# 60's(???) Murray help needed.



## fordmike65 (Dec 18, 2015)

So, as always I've waited until the last minute to get something together. I picked this bike up a couple years ago for my little nephew(Now 4yrs old) and am hoping to get it going for his birthday. So far I have an NOS seat & some grips on the way. I'm thinking I can swap in a modern 16" coaster wheelset since there seems to be enough room for pneumatic tires. Anyone know what this lever coming out of the BB is? And what the hole in the rear fender is for? I'm afraid I'm missing some parts. If so, can I convert it and use a conventional rear coaster hub?? Thanks in advance for the help. Mike


Yes, I know the fork/bars need to be rotated. Pics from original sale thread.
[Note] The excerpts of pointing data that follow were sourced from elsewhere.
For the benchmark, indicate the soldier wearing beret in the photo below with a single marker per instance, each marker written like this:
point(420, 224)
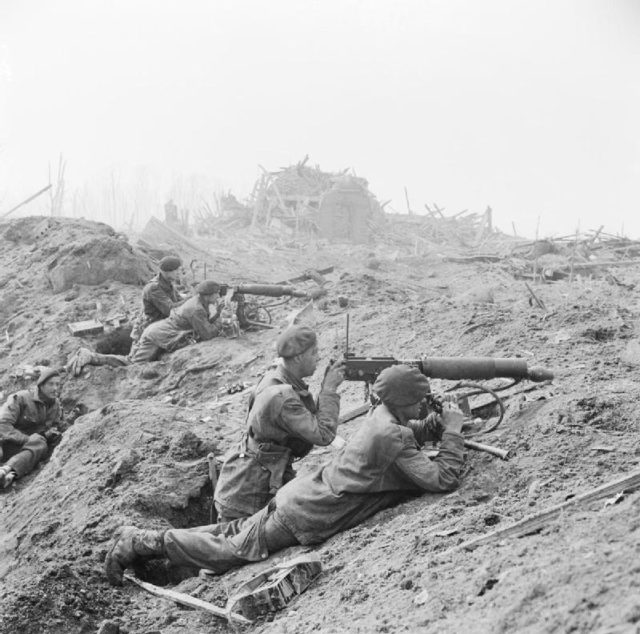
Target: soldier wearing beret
point(189, 319)
point(159, 295)
point(29, 420)
point(284, 422)
point(379, 466)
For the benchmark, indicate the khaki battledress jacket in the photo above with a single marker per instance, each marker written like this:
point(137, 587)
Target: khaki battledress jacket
point(379, 466)
point(283, 424)
point(158, 298)
point(25, 413)
point(168, 333)
point(374, 469)
point(24, 419)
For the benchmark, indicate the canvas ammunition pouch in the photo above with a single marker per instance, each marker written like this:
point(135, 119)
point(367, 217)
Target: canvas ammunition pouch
point(270, 456)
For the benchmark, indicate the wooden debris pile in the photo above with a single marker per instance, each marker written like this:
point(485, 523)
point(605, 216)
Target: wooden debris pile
point(592, 253)
point(460, 233)
point(292, 199)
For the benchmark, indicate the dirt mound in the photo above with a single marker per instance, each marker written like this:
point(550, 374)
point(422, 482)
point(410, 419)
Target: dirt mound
point(78, 252)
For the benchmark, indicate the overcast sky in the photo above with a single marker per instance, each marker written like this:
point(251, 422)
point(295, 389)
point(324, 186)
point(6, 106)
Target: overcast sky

Anyone know what this lever coming out of the BB is? And what the hole in the rear fender is for? I'm afraid I'm missing some parts. If so, can I convert it and use a conventional rear coaster hub?? Thanks in advance for the help. Mike


----------



## Dale Alan (Dec 18, 2015)

Could it be a mechanical brake ? Rod attached to something which uses friction on the rear tire ?


----------



## fordmike65 (Dec 18, 2015)

That's what I'm thinking. I just unearthed it from the depths of my storage unit where it's been buried for over 2yrs, so I haven't touched it yet. I'll tear into the BB & see what's going on tonight. Hoping someone here has one or some info/pics.


----------



## fordmike65 (Dec 18, 2015)

Found this crusty one, but no other pics or info.





And this one that's a lil different with a fake tank topbar, but looks like the same crankset.


----------



## fordmike65 (Dec 18, 2015)

Think it's in there somewhere.


----------



## fordmike65 (Dec 18, 2015)




----------



## fordmike65 (Dec 18, 2015)




----------



## fordmike65 (Dec 19, 2015)

I had a feeling this thing had a coaster brake built into the BB...


----------